The Remuneration Report sets out in detail the Company’s policy for determining remuneration for Directors and other key management personnel. It includes information on the elements of remuneration that are performance based, the performance conditions that apply and the methodology used to assess satisfaction of those performance conditions.
The vote on item 5 is advisory only, and does not bind the Directors or the Company. However, shareholders will be given a reasonable opportunity to comment on and ask questions about the Remuneration Report.
Noting that each Director has a personal interest in their own remuneration from the Company, as described in the Remuneration Report, the Directors unanimously recommend that shareholders vote in favour of resolution 5.
ANNEXURE A
NOTICE OF NOMINATION OF AUDITOR TO ORORA LIMITED ABN: 55 004 275 165
27 August 2014
Ann Stubbings Group General Counsel and Company Secretary, Orora Limited 109 Burwood Road Hawthorn VIC 3122
Dear Ms Stubbings
Notice of nomination of auditor
I am a member of Orora Limited ACN 004 275 165 ( Company ).

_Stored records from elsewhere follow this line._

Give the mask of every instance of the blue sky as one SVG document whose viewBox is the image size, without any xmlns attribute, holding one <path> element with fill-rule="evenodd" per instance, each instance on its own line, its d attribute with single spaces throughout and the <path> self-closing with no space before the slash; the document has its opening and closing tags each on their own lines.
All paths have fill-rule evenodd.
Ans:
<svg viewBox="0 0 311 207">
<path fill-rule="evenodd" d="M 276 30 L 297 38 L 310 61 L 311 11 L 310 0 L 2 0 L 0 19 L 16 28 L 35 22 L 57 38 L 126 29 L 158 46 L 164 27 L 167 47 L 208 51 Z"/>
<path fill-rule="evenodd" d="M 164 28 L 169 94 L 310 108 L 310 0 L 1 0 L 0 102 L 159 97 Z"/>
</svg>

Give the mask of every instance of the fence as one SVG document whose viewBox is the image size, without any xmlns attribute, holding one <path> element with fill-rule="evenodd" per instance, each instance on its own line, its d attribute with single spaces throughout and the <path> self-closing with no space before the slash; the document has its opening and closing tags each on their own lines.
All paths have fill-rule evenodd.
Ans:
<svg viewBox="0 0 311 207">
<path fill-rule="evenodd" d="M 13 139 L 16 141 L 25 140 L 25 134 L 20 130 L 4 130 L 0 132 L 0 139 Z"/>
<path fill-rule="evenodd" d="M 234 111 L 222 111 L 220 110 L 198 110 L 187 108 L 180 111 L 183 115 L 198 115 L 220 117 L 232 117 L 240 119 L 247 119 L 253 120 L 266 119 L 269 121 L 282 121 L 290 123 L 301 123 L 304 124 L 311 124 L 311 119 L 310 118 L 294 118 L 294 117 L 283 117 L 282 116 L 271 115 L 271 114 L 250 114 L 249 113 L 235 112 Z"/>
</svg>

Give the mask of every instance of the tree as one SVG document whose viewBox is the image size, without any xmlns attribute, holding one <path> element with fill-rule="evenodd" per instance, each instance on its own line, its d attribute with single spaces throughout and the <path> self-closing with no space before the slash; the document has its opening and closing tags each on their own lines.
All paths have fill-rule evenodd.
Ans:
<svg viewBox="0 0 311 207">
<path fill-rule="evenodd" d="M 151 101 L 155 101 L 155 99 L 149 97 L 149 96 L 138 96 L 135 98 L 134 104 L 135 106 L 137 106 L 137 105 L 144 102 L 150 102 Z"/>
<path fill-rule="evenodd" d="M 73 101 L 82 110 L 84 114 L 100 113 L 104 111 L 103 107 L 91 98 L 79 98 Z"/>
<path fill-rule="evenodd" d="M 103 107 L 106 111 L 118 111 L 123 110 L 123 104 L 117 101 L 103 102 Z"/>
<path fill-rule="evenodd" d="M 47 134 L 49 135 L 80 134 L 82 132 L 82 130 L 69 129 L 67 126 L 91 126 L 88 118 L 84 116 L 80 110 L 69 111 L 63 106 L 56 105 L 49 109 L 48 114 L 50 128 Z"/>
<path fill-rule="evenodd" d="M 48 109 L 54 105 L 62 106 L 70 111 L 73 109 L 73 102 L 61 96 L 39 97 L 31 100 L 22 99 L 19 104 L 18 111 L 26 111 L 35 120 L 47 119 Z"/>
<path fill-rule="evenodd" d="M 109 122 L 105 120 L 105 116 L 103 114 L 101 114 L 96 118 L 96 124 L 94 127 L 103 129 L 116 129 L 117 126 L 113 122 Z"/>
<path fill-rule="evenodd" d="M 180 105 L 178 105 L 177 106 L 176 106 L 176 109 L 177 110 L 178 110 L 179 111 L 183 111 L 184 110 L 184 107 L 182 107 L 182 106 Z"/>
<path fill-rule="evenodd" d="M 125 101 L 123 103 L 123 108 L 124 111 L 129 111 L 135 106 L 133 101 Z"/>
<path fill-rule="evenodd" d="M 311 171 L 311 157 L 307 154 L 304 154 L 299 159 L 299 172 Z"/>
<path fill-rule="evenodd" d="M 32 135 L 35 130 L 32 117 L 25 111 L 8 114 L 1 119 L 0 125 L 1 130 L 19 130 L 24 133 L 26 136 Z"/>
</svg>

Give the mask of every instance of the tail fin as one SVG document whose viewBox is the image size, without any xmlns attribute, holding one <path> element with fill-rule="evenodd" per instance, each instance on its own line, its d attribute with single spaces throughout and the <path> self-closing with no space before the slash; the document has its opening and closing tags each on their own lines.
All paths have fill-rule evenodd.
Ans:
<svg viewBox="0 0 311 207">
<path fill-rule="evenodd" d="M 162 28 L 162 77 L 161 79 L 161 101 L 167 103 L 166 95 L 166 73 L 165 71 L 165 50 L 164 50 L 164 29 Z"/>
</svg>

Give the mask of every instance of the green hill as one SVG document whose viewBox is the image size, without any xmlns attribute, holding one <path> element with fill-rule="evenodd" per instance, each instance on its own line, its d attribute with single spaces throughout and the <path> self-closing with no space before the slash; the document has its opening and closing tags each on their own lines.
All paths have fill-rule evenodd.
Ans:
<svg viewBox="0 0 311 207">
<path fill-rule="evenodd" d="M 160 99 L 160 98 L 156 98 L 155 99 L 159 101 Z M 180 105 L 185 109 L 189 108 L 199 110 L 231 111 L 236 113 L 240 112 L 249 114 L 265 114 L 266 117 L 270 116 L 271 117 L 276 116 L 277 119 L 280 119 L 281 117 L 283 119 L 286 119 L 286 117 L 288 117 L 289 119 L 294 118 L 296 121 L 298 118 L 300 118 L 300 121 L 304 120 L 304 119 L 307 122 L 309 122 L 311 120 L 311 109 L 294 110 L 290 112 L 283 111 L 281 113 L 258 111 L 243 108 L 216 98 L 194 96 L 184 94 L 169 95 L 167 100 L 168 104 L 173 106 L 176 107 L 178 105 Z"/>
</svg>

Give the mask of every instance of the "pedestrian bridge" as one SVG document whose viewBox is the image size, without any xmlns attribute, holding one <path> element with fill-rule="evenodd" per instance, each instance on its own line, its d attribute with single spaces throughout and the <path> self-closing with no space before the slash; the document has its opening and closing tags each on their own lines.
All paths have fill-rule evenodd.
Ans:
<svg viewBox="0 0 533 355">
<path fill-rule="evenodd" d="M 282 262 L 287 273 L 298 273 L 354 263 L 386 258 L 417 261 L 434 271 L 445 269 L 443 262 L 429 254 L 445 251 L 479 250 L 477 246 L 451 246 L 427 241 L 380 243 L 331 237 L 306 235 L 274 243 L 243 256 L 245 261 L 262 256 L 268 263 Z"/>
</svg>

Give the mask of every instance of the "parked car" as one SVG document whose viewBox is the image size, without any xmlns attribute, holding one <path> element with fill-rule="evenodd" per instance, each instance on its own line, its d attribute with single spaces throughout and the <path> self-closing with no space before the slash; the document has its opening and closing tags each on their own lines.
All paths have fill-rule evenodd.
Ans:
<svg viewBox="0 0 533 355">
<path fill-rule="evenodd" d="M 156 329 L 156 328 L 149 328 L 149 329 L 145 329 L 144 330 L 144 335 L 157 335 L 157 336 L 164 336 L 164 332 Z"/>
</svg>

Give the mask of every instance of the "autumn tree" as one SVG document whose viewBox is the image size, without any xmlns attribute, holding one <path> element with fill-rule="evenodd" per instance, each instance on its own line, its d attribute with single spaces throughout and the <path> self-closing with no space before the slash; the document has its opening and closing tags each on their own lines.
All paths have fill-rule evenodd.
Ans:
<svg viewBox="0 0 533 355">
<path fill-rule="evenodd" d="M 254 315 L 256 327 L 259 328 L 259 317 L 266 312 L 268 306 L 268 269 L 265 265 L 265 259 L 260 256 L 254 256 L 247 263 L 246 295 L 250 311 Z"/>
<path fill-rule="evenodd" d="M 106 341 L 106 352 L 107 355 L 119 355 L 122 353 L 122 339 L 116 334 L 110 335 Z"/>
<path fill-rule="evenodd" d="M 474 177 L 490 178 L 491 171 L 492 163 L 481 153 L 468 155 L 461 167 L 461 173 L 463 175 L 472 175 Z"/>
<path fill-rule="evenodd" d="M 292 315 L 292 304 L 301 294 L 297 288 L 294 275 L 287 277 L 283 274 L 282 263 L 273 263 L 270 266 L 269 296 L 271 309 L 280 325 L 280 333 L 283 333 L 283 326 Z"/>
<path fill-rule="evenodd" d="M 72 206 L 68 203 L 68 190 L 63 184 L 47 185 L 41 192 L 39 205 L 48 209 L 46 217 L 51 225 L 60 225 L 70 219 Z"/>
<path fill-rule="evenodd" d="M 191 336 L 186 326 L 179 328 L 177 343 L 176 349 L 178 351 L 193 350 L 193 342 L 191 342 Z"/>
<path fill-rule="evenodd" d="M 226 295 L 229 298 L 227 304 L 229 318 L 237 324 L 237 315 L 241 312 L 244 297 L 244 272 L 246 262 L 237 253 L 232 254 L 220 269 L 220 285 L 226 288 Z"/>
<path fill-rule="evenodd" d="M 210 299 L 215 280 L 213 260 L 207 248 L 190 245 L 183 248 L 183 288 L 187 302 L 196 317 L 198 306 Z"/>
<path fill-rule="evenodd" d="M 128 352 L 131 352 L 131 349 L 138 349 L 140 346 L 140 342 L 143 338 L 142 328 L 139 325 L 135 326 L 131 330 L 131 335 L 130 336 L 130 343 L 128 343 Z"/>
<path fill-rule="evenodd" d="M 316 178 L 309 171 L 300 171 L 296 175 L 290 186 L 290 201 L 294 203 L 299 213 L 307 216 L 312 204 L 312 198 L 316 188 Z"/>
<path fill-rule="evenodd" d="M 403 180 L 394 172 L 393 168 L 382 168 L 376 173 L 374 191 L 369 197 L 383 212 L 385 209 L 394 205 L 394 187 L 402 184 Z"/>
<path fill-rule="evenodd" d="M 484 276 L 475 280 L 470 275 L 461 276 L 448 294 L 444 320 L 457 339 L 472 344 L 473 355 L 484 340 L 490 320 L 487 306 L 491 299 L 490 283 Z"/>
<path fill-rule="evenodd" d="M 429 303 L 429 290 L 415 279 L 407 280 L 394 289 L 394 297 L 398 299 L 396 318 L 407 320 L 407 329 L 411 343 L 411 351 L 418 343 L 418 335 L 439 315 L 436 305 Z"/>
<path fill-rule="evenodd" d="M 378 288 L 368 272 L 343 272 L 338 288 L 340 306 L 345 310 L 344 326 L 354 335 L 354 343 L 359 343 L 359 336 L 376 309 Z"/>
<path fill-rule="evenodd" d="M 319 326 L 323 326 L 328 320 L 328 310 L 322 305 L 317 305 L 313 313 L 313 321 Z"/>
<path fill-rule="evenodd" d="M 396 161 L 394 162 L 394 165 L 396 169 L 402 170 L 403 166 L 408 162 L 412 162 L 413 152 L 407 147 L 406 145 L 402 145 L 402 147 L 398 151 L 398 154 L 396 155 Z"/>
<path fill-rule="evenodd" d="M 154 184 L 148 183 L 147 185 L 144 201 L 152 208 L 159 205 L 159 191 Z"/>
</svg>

I hereby nominate PricewaterhouseCoopers for appointment as auditor of the Company. This letter serves as a Notice of Nomination in accordance with section 328B(1) of the Corporations Act 2001 (Cth) ( Corporations Act ).
In accordance with section 328B(3) of the Corporations Act, please send a copy of this notice to PricewaterhouseCoopers and any person entitled to receive notice of general meetings of the Company.